Understanding Kubernetes Autoscaling: Vertical vs Horizontal Scaling Explained

7 min read

Say, you’ve built a fantastic application and deployed it on Kubernetes. Suddenly, a surge in traffic hits, overwhelming your cluster. Your application grinds to a halt, frustrating users. Ouch!

This is where Kubernetes Autoscaling comes in as a lifesaver. It automatically adjusts your cluster’s resources based on demand, ensuring your applications have what they need to perform optimally.

There are two scaling methods in Kubernetes : vertical scaling, and horizontal scaling. In this blog post, we will dive deep into each of these types of scaling and have a hands-on look at the way that each functions. We will also see the benefits each method has, as well as the drawbacks.

Vertical pod autoscaler

A vertical pod autoscaler works by collecting metrics (using the metrics server), and then analyzing those metrics over a period of time to understand the resource requirements of the running pods. It considers factors such as historical usage patterns, spikes in resource consumption, and the configured target utilization levels. Once this analysis is complete, the VPA controller generates recommendations for adjusting the resource requests (CPU and memory) of the pods. It may recommend increasing or decreasing resource requests to better match the observed usage. This is the basis of how a VPA works. However, this is not the end of the job for the VPA, as it has to constantly monitor and create a feedback loop where the VPA regularly adjusts pod resources based on the latest metrics.

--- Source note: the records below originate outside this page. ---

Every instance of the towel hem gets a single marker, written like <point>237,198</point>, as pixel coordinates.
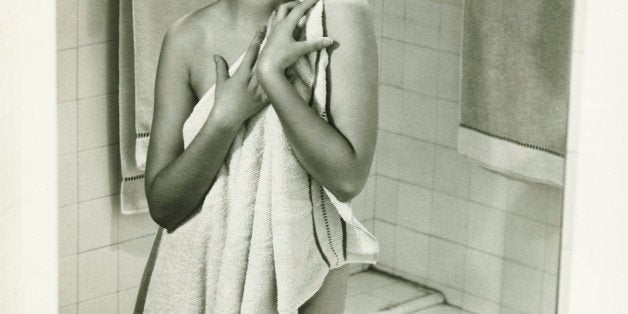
<point>512,159</point>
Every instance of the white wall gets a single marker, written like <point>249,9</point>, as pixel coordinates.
<point>490,243</point>
<point>28,226</point>
<point>594,260</point>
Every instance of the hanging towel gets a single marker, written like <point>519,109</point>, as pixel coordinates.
<point>142,25</point>
<point>515,86</point>
<point>267,233</point>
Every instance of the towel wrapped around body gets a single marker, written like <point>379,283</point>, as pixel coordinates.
<point>267,233</point>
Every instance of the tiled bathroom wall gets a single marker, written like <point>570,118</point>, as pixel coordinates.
<point>489,242</point>
<point>102,253</point>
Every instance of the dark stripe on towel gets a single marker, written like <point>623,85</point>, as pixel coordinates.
<point>503,138</point>
<point>148,271</point>
<point>318,245</point>
<point>344,238</point>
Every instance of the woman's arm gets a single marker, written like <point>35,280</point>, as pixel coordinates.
<point>177,180</point>
<point>338,156</point>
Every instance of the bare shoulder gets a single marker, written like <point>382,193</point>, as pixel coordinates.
<point>349,23</point>
<point>348,16</point>
<point>189,31</point>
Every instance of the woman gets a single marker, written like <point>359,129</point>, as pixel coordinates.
<point>338,155</point>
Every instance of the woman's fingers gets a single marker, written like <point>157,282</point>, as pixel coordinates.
<point>252,51</point>
<point>222,70</point>
<point>308,46</point>
<point>298,11</point>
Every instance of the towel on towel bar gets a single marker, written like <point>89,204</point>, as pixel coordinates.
<point>142,26</point>
<point>515,86</point>
<point>267,233</point>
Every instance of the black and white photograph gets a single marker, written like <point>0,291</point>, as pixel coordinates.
<point>313,156</point>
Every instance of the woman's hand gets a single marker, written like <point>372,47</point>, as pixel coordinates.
<point>281,49</point>
<point>240,96</point>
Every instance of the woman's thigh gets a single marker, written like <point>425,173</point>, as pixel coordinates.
<point>330,298</point>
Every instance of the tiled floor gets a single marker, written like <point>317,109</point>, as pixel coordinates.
<point>372,291</point>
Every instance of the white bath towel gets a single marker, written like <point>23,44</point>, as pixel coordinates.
<point>267,233</point>
<point>142,25</point>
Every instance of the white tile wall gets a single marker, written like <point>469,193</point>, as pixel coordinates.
<point>102,253</point>
<point>493,241</point>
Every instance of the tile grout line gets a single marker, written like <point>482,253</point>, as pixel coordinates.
<point>471,248</point>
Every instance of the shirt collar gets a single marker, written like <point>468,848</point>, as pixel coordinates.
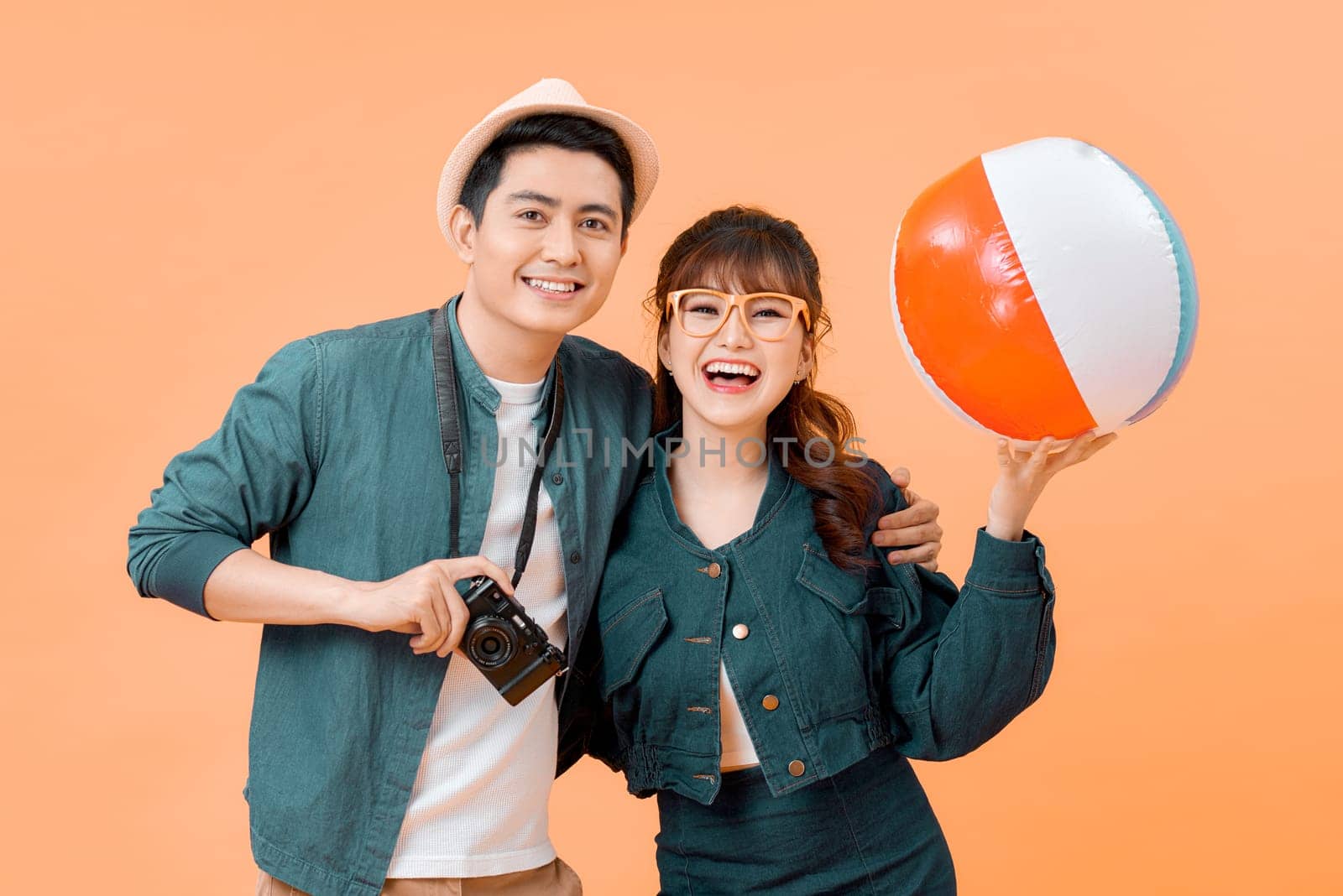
<point>474,381</point>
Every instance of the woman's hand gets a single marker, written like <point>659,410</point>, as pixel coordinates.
<point>1022,477</point>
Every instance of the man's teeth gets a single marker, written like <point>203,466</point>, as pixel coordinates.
<point>551,286</point>
<point>735,369</point>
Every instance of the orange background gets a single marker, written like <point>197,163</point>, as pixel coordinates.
<point>186,190</point>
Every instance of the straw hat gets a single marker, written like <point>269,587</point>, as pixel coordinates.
<point>547,96</point>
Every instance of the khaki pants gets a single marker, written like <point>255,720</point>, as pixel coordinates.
<point>555,879</point>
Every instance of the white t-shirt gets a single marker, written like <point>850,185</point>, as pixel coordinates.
<point>478,805</point>
<point>738,750</point>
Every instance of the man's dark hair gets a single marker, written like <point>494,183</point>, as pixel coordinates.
<point>567,132</point>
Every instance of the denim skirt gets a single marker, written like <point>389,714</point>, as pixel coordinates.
<point>868,829</point>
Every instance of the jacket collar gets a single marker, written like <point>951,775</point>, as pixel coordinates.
<point>778,487</point>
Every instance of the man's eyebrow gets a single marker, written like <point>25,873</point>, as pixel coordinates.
<point>599,208</point>
<point>532,196</point>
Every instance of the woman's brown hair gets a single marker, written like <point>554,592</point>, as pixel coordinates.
<point>747,250</point>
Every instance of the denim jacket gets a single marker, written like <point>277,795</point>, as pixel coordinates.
<point>826,664</point>
<point>335,452</point>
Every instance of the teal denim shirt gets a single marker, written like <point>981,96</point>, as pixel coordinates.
<point>335,452</point>
<point>826,664</point>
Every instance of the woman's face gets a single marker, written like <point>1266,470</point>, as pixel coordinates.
<point>732,380</point>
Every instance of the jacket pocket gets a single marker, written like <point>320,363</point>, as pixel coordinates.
<point>888,604</point>
<point>833,628</point>
<point>818,575</point>
<point>628,636</point>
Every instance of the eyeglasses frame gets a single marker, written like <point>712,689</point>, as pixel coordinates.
<point>799,309</point>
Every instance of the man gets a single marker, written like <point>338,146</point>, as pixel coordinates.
<point>373,766</point>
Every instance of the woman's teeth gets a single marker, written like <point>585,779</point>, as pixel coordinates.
<point>731,374</point>
<point>551,286</point>
<point>734,369</point>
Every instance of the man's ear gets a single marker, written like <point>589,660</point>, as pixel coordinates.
<point>461,227</point>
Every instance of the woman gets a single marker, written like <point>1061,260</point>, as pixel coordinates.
<point>769,672</point>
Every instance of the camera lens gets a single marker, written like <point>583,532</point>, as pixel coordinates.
<point>489,644</point>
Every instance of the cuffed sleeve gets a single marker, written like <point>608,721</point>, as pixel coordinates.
<point>248,479</point>
<point>959,664</point>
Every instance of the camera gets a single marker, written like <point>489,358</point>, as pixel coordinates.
<point>505,644</point>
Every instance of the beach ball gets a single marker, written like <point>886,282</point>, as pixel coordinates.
<point>1044,290</point>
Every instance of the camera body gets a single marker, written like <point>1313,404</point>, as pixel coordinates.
<point>505,644</point>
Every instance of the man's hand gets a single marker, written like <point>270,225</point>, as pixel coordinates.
<point>422,602</point>
<point>915,530</point>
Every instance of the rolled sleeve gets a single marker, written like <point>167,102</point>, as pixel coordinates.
<point>250,477</point>
<point>1009,568</point>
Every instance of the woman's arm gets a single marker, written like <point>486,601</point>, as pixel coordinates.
<point>959,664</point>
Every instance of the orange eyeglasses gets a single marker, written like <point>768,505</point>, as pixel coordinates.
<point>769,315</point>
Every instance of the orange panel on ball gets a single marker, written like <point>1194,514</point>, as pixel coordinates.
<point>973,320</point>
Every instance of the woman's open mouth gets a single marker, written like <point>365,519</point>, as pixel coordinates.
<point>554,290</point>
<point>729,376</point>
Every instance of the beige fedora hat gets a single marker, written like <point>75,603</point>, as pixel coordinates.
<point>547,96</point>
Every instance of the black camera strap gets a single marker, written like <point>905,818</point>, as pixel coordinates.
<point>450,434</point>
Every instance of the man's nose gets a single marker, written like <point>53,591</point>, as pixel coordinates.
<point>561,247</point>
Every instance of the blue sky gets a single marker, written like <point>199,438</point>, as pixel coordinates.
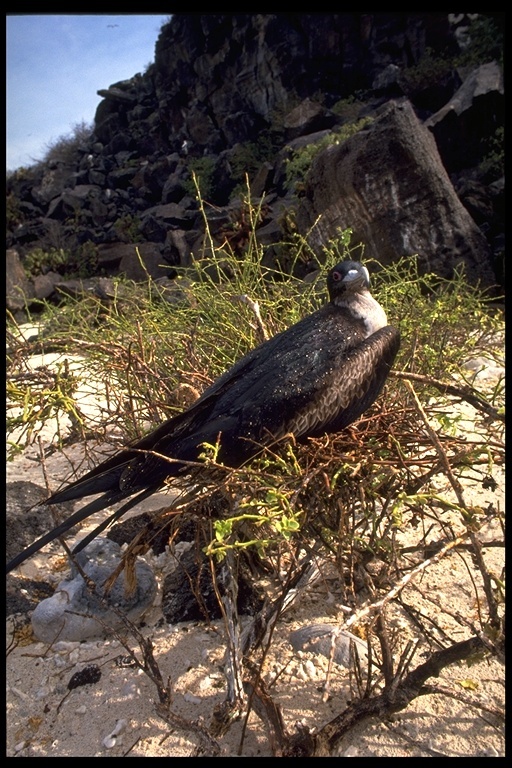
<point>55,66</point>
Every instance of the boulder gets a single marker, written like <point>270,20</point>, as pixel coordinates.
<point>389,185</point>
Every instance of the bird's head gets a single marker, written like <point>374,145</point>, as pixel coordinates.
<point>347,277</point>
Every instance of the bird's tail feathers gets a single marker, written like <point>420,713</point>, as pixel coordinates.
<point>94,506</point>
<point>106,482</point>
<point>117,514</point>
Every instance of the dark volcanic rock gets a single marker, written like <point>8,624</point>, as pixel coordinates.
<point>231,94</point>
<point>388,183</point>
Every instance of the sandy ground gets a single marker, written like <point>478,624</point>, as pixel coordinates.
<point>116,716</point>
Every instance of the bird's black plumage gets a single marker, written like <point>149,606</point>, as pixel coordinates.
<point>316,377</point>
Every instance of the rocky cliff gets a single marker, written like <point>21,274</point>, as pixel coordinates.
<point>230,94</point>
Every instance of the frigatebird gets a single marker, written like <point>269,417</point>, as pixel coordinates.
<point>316,377</point>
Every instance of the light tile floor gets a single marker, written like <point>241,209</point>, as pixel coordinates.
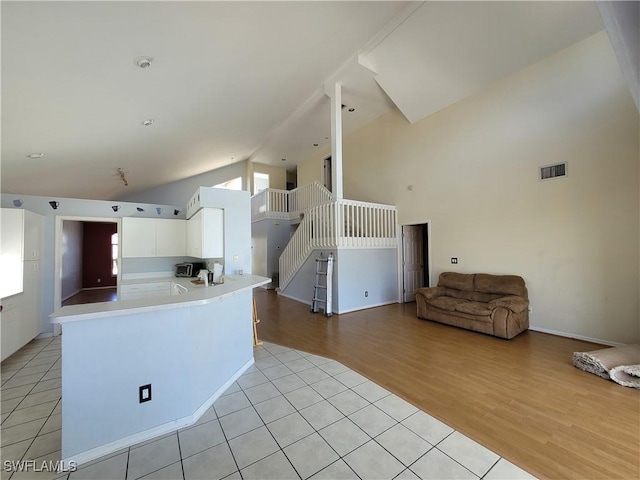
<point>292,415</point>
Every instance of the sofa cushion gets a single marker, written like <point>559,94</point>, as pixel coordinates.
<point>474,308</point>
<point>457,281</point>
<point>503,284</point>
<point>473,296</point>
<point>445,303</point>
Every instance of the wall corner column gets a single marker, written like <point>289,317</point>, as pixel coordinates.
<point>336,141</point>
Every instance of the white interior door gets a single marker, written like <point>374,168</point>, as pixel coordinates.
<point>412,260</point>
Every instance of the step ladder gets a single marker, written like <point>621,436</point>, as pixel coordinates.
<point>324,270</point>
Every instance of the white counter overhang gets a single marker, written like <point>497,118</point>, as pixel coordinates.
<point>197,295</point>
<point>189,348</point>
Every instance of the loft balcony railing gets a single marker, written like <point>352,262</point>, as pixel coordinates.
<point>288,204</point>
<point>338,224</point>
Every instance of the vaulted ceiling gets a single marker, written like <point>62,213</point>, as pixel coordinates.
<point>231,81</point>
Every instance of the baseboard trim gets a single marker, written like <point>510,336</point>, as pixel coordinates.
<point>69,296</point>
<point>84,457</point>
<point>577,337</point>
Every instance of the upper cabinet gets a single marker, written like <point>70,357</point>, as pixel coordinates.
<point>171,238</point>
<point>153,237</point>
<point>205,234</point>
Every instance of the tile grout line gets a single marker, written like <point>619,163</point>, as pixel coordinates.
<point>397,422</point>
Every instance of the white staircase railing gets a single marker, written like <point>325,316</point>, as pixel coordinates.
<point>288,204</point>
<point>341,223</point>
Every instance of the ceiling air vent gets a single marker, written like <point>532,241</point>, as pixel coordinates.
<point>553,171</point>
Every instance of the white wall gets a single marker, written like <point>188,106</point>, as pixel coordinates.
<point>356,271</point>
<point>71,282</point>
<point>180,192</point>
<point>473,169</point>
<point>277,175</point>
<point>269,237</point>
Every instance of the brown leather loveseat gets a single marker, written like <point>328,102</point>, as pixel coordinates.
<point>494,304</point>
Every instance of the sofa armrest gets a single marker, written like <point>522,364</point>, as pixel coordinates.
<point>431,292</point>
<point>511,302</point>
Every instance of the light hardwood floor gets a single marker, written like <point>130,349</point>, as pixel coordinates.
<point>521,398</point>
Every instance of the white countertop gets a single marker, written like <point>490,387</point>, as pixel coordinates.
<point>197,295</point>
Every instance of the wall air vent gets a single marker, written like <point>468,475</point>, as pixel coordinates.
<point>553,171</point>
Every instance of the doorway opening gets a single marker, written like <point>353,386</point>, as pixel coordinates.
<point>260,182</point>
<point>416,270</point>
<point>87,260</point>
<point>326,173</point>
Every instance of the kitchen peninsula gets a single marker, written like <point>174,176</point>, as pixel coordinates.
<point>136,369</point>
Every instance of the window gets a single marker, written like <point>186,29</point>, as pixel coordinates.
<point>114,254</point>
<point>260,182</point>
<point>233,184</point>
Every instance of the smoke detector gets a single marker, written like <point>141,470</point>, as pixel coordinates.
<point>143,62</point>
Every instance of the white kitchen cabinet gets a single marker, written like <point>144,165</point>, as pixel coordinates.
<point>145,290</point>
<point>21,241</point>
<point>11,257</point>
<point>171,238</point>
<point>153,237</point>
<point>205,234</point>
<point>21,281</point>
<point>138,237</point>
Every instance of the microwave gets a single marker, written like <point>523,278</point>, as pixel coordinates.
<point>189,269</point>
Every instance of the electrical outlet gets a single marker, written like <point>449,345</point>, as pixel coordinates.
<point>144,393</point>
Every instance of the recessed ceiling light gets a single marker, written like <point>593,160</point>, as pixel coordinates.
<point>143,62</point>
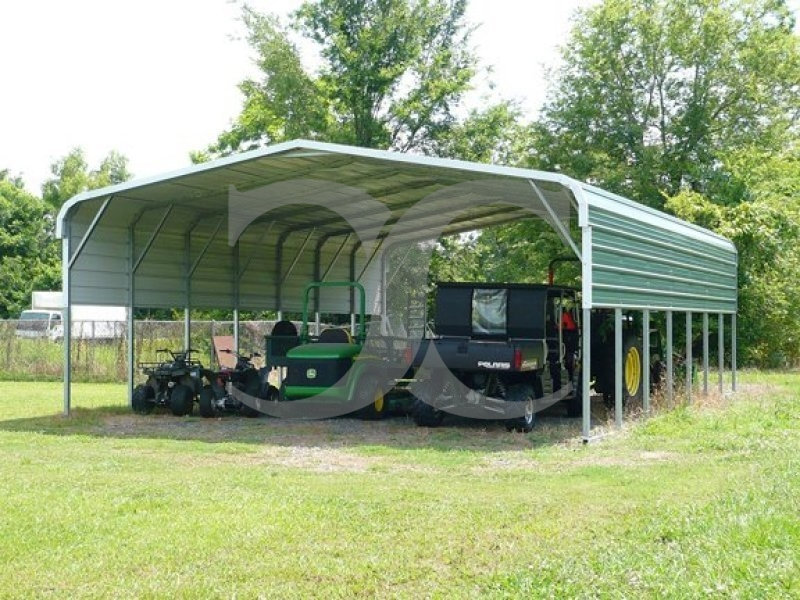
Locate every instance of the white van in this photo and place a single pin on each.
(44, 319)
(40, 324)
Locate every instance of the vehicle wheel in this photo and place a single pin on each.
(522, 392)
(426, 415)
(181, 400)
(251, 386)
(206, 402)
(631, 369)
(142, 400)
(369, 395)
(631, 373)
(250, 413)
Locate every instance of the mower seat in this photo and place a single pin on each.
(335, 335)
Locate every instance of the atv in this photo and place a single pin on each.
(216, 397)
(173, 383)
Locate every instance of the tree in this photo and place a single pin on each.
(765, 227)
(29, 256)
(392, 71)
(71, 176)
(653, 93)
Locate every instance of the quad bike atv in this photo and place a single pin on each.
(174, 383)
(216, 397)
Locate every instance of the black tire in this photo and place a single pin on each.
(181, 400)
(575, 402)
(522, 392)
(142, 400)
(370, 397)
(206, 403)
(251, 385)
(250, 413)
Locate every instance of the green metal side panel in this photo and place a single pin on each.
(642, 259)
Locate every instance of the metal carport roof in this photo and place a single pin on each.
(250, 230)
(633, 256)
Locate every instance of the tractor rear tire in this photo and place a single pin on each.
(369, 396)
(181, 400)
(632, 369)
(426, 415)
(522, 392)
(206, 402)
(142, 400)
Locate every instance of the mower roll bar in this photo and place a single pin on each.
(362, 326)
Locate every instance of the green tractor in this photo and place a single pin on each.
(334, 367)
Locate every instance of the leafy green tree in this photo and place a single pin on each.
(653, 93)
(28, 253)
(71, 176)
(765, 226)
(391, 73)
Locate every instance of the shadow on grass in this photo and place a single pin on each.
(396, 432)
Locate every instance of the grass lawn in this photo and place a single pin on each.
(703, 501)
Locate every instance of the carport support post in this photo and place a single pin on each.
(721, 349)
(131, 299)
(235, 297)
(733, 352)
(586, 361)
(646, 361)
(187, 317)
(705, 354)
(352, 290)
(669, 357)
(618, 367)
(66, 318)
(688, 357)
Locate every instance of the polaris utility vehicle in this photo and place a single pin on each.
(334, 366)
(173, 383)
(511, 343)
(215, 396)
(502, 343)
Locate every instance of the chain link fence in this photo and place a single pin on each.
(35, 351)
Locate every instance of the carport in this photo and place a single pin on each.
(247, 232)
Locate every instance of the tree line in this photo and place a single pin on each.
(688, 106)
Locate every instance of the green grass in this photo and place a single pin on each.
(700, 501)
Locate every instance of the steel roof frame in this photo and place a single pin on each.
(608, 223)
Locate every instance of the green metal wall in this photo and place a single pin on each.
(640, 259)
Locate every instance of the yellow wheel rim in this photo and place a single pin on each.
(633, 371)
(378, 402)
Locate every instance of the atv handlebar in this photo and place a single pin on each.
(247, 357)
(185, 354)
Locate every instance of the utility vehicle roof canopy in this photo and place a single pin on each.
(250, 230)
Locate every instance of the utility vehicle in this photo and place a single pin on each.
(173, 383)
(513, 343)
(215, 396)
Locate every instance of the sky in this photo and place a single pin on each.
(155, 79)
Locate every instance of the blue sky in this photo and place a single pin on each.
(155, 79)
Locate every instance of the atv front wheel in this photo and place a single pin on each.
(207, 402)
(142, 400)
(181, 401)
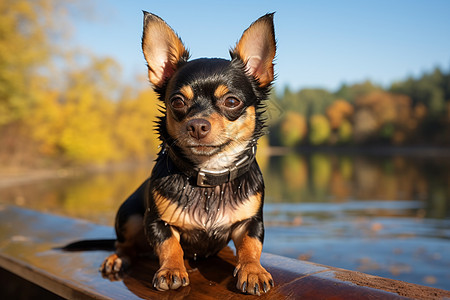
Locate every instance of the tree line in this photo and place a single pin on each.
(61, 106)
(411, 112)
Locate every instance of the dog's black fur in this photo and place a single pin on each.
(211, 122)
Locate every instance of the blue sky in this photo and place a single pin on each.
(320, 43)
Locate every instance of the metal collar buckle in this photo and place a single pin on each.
(201, 178)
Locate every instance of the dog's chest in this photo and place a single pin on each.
(207, 209)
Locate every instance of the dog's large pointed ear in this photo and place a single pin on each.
(257, 48)
(163, 49)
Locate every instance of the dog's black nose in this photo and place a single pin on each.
(198, 128)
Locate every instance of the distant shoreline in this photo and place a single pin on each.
(418, 151)
(18, 176)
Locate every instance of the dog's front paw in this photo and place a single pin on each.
(113, 266)
(253, 278)
(170, 278)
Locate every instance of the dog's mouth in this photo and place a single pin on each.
(205, 149)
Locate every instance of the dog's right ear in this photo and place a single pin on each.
(163, 49)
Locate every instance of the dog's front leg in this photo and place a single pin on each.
(251, 276)
(166, 242)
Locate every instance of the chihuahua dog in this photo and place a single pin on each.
(206, 187)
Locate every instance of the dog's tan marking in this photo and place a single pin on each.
(257, 49)
(248, 268)
(172, 268)
(175, 215)
(187, 92)
(221, 91)
(162, 49)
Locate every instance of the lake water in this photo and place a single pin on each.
(384, 215)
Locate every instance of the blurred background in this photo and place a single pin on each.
(357, 155)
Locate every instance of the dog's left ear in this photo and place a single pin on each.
(256, 49)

As you might already know, these steps are also largely performed by the Horizontal pod autoscaler as well. What differentiates the VPA from the HPA is how scaling is performed. With a VPA, the autoscaler recommends changes to a pod’s resource requirements, it does so by modifying the pod’s associated resource settings in the deployment or StatefulSet manifest. This triggers Kubernetes to create new pods with the updated resource specifications and gradually replace the existing pods. So it will perform a rolling update where the old pod with insufficient resources is replaced with a new pod that has the required resource allocation.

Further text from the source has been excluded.